Kubernetes with GPUs¶
In this example, we'll adapt elements of the HA Kubernetes example and the GPU Ollama setup to work together, so you can launch Pods with GPU acceleration.
Set up a config¶
Create the k3s-gpu.yaml
file as below:
config:
host_groups:
- name: gpu
storage: image
storage_size: 30G
count: 1
vcpu: 4
ram_gb: 16
gpu_count: 1
network:
bridge: brgpu0
tap_prefix: gputap
gateway: 192.168.139.1/24
github_user: alexellis
kernel_image: "ghcr.io/openfaasltd/actuated-kernel-ch:5.10.240-x86_64-latest"
image: "ghcr.io/openfaasltd/slicer-systemd-ch:5.10.240-x86_64-latest"
hypervisor: cloud-hypervisor
Feel free to customise the vCPU, RAM, and disk sizes.
Boot up the VM:
sudo -E slicer up ./k3s-gpu.yaml
Now, run the route commands so you can SSH into the host from your workstation.
Next, log into each VM via SSH:
ssh ubuntu@192.168.139.2
Next, install K3s using K3sup Pro or K3sup CE.
For CE:
k3sup install --host 192.168.139.2 --user ubuntu
You'll get a kubeconfig returned, run the commands to export it so kubectl uses it.
Install the Nvidia driver:
curl -SLsO https://raw.githubusercontent.com/self-actuated/nvidia-run/refs/heads/master/setup-nvidia-run.sh
chmod +x ./setup-nvidia-run.sh
sudo bash ./setup-nvidia-run.sh
Install the Nvidia Container Toolkit using the official instructions. Use the instructions for "apt: Ubuntu, Debian".

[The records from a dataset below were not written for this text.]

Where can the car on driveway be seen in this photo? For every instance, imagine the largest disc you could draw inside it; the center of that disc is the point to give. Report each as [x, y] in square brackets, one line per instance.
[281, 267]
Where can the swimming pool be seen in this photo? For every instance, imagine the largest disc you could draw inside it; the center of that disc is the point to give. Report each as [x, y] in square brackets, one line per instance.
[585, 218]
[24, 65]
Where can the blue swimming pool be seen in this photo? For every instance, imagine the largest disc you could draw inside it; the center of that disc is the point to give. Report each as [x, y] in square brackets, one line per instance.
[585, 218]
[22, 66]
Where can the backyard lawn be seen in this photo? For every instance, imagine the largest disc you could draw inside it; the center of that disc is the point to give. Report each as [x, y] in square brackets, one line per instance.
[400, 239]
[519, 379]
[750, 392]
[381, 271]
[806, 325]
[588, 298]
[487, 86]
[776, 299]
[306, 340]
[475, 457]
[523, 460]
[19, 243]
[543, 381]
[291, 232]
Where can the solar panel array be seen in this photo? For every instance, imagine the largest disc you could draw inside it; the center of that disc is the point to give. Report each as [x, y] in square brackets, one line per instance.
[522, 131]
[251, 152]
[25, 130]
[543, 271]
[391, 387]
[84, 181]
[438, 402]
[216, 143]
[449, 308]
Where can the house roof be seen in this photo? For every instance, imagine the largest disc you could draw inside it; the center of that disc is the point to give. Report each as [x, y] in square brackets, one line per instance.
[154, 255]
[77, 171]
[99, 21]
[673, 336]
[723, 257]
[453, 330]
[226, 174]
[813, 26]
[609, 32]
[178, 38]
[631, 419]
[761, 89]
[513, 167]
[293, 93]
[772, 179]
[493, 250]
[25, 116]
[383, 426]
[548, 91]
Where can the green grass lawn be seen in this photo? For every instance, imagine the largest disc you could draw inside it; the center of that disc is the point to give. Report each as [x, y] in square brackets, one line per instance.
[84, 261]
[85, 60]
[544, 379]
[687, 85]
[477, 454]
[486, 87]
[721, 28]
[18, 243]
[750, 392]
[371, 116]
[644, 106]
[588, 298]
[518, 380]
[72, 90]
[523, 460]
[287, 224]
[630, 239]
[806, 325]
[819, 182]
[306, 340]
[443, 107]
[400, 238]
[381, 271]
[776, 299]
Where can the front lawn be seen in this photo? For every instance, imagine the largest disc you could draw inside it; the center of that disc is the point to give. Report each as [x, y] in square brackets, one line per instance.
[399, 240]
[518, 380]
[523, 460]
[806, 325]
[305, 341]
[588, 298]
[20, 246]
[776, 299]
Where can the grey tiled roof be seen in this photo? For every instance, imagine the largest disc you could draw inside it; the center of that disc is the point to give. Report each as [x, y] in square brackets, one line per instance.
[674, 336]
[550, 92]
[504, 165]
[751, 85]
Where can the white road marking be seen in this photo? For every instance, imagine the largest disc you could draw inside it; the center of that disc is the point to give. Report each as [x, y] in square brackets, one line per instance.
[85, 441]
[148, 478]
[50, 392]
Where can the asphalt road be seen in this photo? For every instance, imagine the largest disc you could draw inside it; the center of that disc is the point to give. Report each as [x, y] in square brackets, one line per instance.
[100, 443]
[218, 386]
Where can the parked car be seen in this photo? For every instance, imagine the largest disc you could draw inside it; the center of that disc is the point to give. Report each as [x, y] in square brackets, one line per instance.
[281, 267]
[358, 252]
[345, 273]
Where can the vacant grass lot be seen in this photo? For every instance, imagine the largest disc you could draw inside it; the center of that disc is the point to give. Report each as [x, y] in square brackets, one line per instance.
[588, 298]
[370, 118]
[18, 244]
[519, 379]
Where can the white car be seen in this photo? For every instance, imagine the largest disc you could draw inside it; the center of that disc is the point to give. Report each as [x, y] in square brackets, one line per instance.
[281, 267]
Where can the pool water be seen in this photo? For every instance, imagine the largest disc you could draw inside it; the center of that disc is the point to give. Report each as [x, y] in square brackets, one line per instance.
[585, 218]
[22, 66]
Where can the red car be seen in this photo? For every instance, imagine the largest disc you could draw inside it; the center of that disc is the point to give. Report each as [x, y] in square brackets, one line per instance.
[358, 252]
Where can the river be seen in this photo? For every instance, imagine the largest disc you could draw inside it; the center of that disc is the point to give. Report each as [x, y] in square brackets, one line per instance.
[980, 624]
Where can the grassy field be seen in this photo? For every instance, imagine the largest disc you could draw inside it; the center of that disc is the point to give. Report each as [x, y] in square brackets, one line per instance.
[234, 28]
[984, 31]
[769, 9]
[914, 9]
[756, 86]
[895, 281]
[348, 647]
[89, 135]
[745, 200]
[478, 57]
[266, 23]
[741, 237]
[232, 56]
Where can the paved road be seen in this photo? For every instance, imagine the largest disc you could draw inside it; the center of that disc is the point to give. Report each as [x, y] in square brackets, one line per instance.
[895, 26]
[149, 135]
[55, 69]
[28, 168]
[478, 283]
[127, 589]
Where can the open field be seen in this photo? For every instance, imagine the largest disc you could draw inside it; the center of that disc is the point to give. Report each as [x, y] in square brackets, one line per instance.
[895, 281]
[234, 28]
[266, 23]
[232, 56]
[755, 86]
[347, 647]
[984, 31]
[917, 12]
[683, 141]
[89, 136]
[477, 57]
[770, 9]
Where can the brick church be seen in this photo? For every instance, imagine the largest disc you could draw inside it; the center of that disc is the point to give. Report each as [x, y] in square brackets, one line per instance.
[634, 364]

Confirm that the nvidia container runtime has been found by K3s:
sudo grep nvidia /var/lib/rancher/k3s/agent/etc/containerd/config.toml
Apply a new runtime class for Nvidia:
cat > nvidia-runtime.yaml <<EOF
apiVersion: node.k8s.io/v1
kind: RuntimeClass
metadata:
name: nvidia
handler: nvidia
EOF
kubectl create -f nvidia-runtime.yaml
Run a test Pod to show the output from nvidia-smi:
cat > nvidia-smi-pod.yaml <<EOF
apiVersion: v1
kind: Pod
metadata:
name: nvidia-smi
spec:
runtimeClassName: nvidia
restartPolicy: OnFailure
containers:
- name: nvidia-smi
image: nvidia/cuda:12.1.0-base-ubuntu22.04
command: ['sh', '-c', "nvidia-smi"]
EOF
kubectl create -f nvidia-smi-pod.yaml
For the time-being, this Pod uses only the runtimeClassName
to request a GPU. Adding the usual limits
section as below, does not work at present, and may require additional configuration in K3s or containerd:
+ resources:
+ limits:
+ nvidia.com/gpu: "1"
Fetch the logs:
kubectl logs nvidia-smi
$ kubectl logs pod/nvidia-smi
Mon Sep 1 15:04:11 2025
+-----------------------------------------------------------------------------------------+
| NVIDIA-SMI 580.76.05 Driver Version: 580.76.05 CUDA Version: 13.0 |
+-----------------------------------------+------------------------+----------------------+
| GPU Name Persistence-M | Bus-Id Disp.A | Volatile Uncorr. ECC |
| Fan Temp Perf Pwr:Usage/Cap | Memory-Usage | GPU-Util Compute M. |
| | | MIG M. |
|=========================================+========================+======================|
| 0 NVIDIA GeForce RTX 3090 Off | 00000000:00:07.0 Off | N/A |
| 30% 46C P0 110W / 350W | 0MiB / 24576MiB | 0% Default |
| | | N/A |
+-----------------------------------------+------------------------+----------------------+
+-----------------------------------------------------------------------------------------+
| Processes: |
| GPU GI CI PID Type Process name GPU Memory |
| ID ID Usage |
|=========================================================================================|
| No running processes found |
+-----------------------------------------------------------------------------------------+
Enable Device Plugin¶
Install Nvidia's Device Plugin for Kubernetes:
kubectl create -f https://raw.githubusercontent.com/NVIDIA/k8s-device-plugin/v0.17.1/deployments/static/nvidia-device-plugin.yml
Patch it so it works with K3s:
# add runtimeClassName: nvidia to the DS pod spec
kubectl -n kube-system patch ds nvidia-device-plugin-daemonset \
--type='json' \
-p='[{"op":"add","path":"/spec/template/spec/runtimeClassName","value":"nvidia"}]'
kubectl -n kube-system rollout status ds/nvidia-device-plugin-daemonset -n kube-system
Then run the Pod from earlier, but with the limits
in place:
cat > nvidia-smi-pod.yaml <<EOF
apiVersion: v1
kind: Pod
metadata:
name: nvidia-smi
spec:
runtimeClassName: nvidia
restartPolicy: OnFailure
containers:
- name: nvidia-smi
image: nvidia/cuda:12.1.0-base-ubuntu22.04
command: ['sh', '-c', "nvidia-smi"]
resources:
limits:
nvidia.com/gpu: "1"
EOF
kubectl create -f nvidia-smi-pod.yaml